The next step is modeling.  This is where you walk the talk and also explain what you are doing and why.  When you do something kind for a neighbor you let your kids see it, and then you explain why you did it. Much like Instruction, Modeling sets the foundation.  If you talk a lot and give lectures, but don’t live it out yourself, then you are a hypocrite and will lose credibility.  By doing this step well, your kids will be able to say that you were a great role model.  But again, you can’t stop here. For example, just because you model the lifestyle of a hard worker doesn’t guarantee that they will ‘catch’ it from you.  You have to proceed to the next step.

Coaching

Now we come to the parent as a coach.
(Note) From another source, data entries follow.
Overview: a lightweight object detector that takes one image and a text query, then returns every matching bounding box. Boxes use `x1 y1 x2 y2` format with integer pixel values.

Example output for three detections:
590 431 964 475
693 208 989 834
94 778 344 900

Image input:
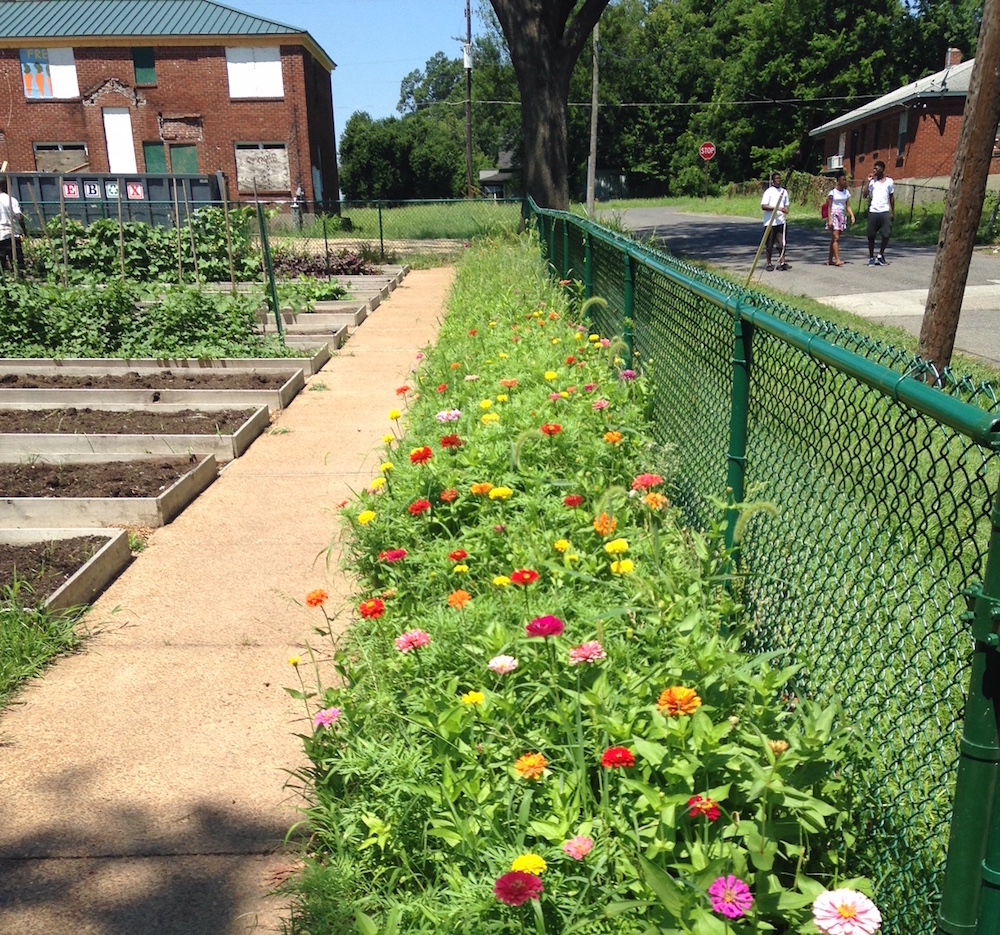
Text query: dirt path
0 269 452 935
Most of us have been on a team with a coach, or at least observed coaching in action, so we are familiar with this term.  At this phase you are asking the learner (your child) to start taking action.  Meanwhile, you as the coach stay right there with them, observe, and give them direction and pointers.  This is a great and fun phase.  As the parent of a 8, 6, 4, and 1yr old, I have enjoyed getting into this phase somewhat recently.  It is exciting to watch them take your direction and do it, without your direct help!

Coaches For Life (uh-oh)

Honestly, many parents stay here.  And some parents get very, very good at this phase.  These parents are sometimes derisively called “Helicopter Parents.’  These parents are always hovering nearby, ready to swoop in to bail the child out or give helpful feedback.  There are stories about how this kind of parent continues to assist their children, even into adulthood.  (This has become more prevalent and recognized recently, but it has always been a tendency for some parents.)  It is great to be an amazing coach, but it is not our ultimate goal to raise children who ‘listen to and follow instructions’ from their coach.  Our goal has to be that our children can make their own decisions, without us hovering nearby.  To move past helicopter parenting, there is one more step:

Facilitation

Facilitation is where you “step back, but check back.”  In this step you allow the child to solve problems.  To feel the consequences for his or her own actions.  To be confronted by a difficult challenge and not have the exact answer handed to them.  (Note that in order to problem-solve, you must allow them to have problems, to solve.)  Now of course you will always be available to assist, and there are certain situations that are not safe to ask your child to ‘just wing it.’  And avoid the extreme – you do not want to become an absent parent or to give the impression that your child is on their own.  But you have now taken off the training wheels and you are not running behind them with one hand ready to steady them.  But you are always available to assist, when asked.

Summary and Questions

You will continue to use all four strategies throughout your child’s life, but the goal is to develop them to the point that they don’t need you to do it for them any more.  Your job is to train your children in the way that they should go, and your success will depend on your ability to employ all 4 techniques.

Which style or role is most natural for you?  Which one is a challenge that you will have to practice?  I am interested – we are just now getting into the Facilitation role for some aspects of our kids’ training.  I’d love to hear advice from more experienced parents about how this works and the pitfalls to avoid.  Please share!